Coronavirus and social distancing played a role in getting back into skating.
“At a certain point during the pandemic it became pretty clear to me that I needed to pay more attention to my physical and mental health, and skateboarding has always been the most effective way for me to do that,” said Doubt. “My children are also at an age where they are interested in it now, too. Lots of us who grew up skateboarding are now going with our kids.
Doubt said it is common to see parents at the park or the skateboard night at Powell River Recreation Complex skating with their children.
“That wasn’t really how it was in the 80s and 90s when lots of us started,” he added. “The whole thing was still really in its infancy in most places. To have parents who grew up skateboarding would have been very rare then, but it is common now.”
Skateboarding is going to be included in the Olympics for the first time this year in Tokyo. While Doubt believes the arenas used for competition are lacking in authenticity, he will be watching the Olympic event enthusiastically and feels the overall impact will be a positive one.
Skater notes increase in interest
Fellow volunteer and society member Amber Schur agrees that while it may change things, having skateboarding in the Olympics will be a good thing. She has also been skating most of her life.

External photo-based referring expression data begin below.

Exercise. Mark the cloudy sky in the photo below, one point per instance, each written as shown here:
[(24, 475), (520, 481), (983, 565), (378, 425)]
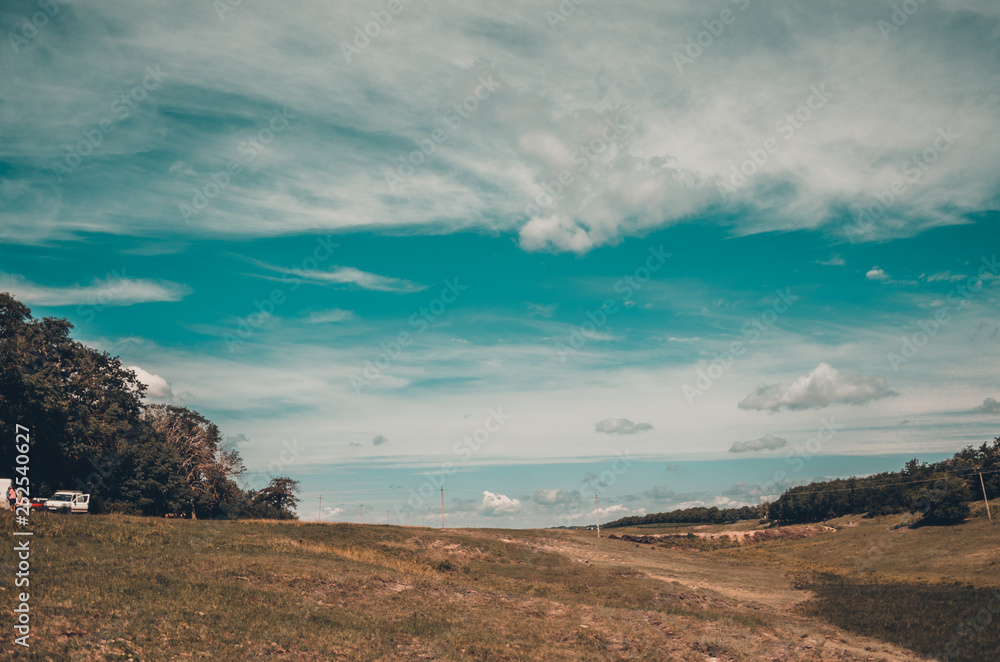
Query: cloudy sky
[(390, 246)]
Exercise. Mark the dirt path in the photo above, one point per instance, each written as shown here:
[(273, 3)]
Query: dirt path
[(758, 588)]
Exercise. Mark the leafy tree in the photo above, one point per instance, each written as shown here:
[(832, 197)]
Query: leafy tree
[(277, 500), (79, 403), (147, 479), (205, 465)]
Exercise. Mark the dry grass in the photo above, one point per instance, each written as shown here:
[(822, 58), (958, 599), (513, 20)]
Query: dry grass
[(120, 588)]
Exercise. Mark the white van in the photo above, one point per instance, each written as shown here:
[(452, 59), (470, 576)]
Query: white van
[(68, 501)]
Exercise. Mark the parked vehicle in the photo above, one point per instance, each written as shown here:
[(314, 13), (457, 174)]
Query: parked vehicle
[(68, 501)]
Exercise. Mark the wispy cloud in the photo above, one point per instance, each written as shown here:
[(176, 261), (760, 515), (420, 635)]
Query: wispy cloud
[(330, 316), (823, 387), (989, 406), (350, 276), (109, 291), (621, 426), (765, 443)]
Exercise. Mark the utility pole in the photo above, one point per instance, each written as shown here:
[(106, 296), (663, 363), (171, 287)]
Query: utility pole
[(597, 504), (983, 485)]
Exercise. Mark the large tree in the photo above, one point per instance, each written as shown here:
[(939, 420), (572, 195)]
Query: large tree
[(81, 405), (206, 466)]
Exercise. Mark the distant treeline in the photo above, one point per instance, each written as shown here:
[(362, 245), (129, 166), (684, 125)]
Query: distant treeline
[(940, 492), (81, 414), (698, 515)]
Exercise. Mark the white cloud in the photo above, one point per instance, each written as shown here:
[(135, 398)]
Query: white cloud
[(822, 387), (498, 504), (989, 406), (102, 292), (765, 443), (946, 276), (158, 389), (351, 276), (835, 261), (329, 316), (554, 497), (691, 127), (621, 426), (875, 273)]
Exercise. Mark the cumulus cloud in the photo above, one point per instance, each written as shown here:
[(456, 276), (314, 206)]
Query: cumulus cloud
[(158, 389), (621, 426), (498, 504), (765, 443), (109, 291), (989, 406), (823, 387), (660, 493), (554, 497)]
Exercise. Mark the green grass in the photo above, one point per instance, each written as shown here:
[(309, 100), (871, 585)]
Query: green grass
[(119, 588), (949, 621)]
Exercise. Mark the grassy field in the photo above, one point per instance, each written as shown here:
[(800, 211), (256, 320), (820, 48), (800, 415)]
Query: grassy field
[(121, 588)]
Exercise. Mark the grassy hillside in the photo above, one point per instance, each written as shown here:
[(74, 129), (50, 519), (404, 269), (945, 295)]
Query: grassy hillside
[(120, 588)]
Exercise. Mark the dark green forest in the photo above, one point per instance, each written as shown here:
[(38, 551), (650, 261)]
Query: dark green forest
[(939, 492), (90, 429)]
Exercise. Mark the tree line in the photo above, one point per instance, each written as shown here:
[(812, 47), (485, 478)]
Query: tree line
[(940, 492), (91, 430)]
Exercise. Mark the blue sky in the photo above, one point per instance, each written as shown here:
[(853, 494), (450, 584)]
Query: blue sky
[(523, 242)]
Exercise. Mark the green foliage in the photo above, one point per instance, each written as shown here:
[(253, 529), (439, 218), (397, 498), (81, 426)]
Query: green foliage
[(276, 501), (79, 403), (89, 430), (941, 491), (946, 501), (699, 515)]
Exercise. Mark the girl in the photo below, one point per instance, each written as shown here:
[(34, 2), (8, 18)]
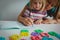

“I’ve always had a board since I was eight and then I started learning tricks the past three years,” said Schur, who is now 18. “I try to go whenever the weather is good and I have time; it’s been every day or every other day for awhile now.”
She helps out with recruitment, advertising and with the drop-ins that happen once a week.
“I’ve definitely seen an increase in people interested in the drop-ins; the inside kind of environment,” said Schur. “I think when the summer comes around there will be a lot more people; a lot of people skate outside during the summer. I’d say there are a lot more youth skating now.”
Drop-in nights have had around 30 people in attendance. The age group ranges from five and younger to around 50.
“It’s awesome, you get to meet a bunch of people of all different ages with the same passion and interest,” said Schur. “It’s definitely a hobby and a passion, just something to do to get outside and have fun.”